A review by teenage_reads
The Sun Is Also a Star by Nicola Yoon

4.0

Plot:
Natasha Kingsley is American in her heart. From age eight she has only known her family’s one-bedroom Brooklyn home, going to school, and even started applying for colleges around the country. Her dream? To be a data scientist. Not ideal as her true love is in physics, but data scientist is an up and coming field, with a six-figure paycheck, she can put up with the boring work. When her father big break as an actor led to a DUI, the family was discovered to be illegal immigrants, and are being sent back to their home country of Jamaica. With only twelve hours to go, Natasha goes to the streets of New York trying to find a lawyer who can save her from being deported. It was two hours before her meeting, Natasha decided to go to her favorite music shop to see her boyfriend, Rob, and the girl he cheated on Natasha with, Kelly, making out. Daniel, after his train broke down, followed the afro girl with the big pink headphones into the music shop. After getting Kelly almost arrested for stealing, Daniel saves the day again by pushing the girl out of the way of a BMW that decided to run a red. Natasha was her name, the girl Daniel was going to make fall in love with him in the day they had. Daniel, whose parents came to New York from South Korea, open a black hair beauty shop, and always treated Daniel as if he was not their son. Their first born, Charlie, was perfect, smart, handsome, charming, and only to Daniel was Charlie his true self: a jerk. With Charlie on academic probation from Harvard, Daniel must ace his interview with the Yale alumni, in order to get into Yale and become a doctor.

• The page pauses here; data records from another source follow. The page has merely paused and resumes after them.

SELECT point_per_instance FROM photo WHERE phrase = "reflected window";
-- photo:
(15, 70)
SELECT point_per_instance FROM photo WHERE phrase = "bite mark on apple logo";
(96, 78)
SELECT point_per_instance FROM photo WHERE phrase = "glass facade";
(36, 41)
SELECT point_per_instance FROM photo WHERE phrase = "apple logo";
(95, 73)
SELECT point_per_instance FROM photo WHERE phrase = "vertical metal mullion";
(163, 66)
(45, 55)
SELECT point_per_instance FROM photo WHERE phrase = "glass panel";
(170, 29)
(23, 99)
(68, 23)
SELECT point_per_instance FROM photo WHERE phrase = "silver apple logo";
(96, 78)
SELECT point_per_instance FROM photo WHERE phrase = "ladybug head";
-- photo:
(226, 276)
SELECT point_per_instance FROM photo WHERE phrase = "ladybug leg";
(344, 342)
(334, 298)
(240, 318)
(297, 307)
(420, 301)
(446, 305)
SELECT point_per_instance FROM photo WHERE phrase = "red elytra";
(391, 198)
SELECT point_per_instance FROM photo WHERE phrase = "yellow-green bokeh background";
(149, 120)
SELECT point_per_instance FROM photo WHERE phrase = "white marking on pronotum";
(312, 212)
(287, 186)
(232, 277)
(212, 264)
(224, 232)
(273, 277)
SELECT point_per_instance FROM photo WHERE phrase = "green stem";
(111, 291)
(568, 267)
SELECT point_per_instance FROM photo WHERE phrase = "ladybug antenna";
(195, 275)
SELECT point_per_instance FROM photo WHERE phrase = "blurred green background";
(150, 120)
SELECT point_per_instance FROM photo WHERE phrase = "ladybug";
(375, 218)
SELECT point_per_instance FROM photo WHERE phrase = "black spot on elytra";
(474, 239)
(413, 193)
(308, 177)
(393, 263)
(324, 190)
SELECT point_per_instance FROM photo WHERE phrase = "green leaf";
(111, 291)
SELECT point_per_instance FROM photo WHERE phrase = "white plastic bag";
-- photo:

This would make his parents happy. With his true love in poetry, Daniel pushes aside his plans to spend the day with Natasha; a girl he is convinced will love him.
Thoughts:
Nicola Yoon wrote this book for the perspective of everyone. Each person that Daniel and Natasha meet had their own chapter, with their own recording of the event. For the security guard, Natasha meets the lawyer, his assistant, even their parents. Like in life, Yoon mad everyone has a story, a reason, making no character insignificant. This was interesting and tied in the whole feeling Yoon was trying to get off how fate dictates our lives. Still, the history chapters could have been done without. Like the half-life chapter, and the eyes are a window to the soul, these were unnecessary and just put a hold on the story. Like all cheesy novels, Yoon added the title in the story into a conversation of Natasha making fun of star poems Daniel write: “Sure, but why not more poems about the sun? The sun is also a star, and it’s our most important one” (178). Aw, Natasha the stereotypical science girl. The chapters were short, some less than a page, making this book flies through your hands. In the cheesiest way, Yoon did a great job and even ended the book ten years after it started to give a full view of the character lives and how they all ended up.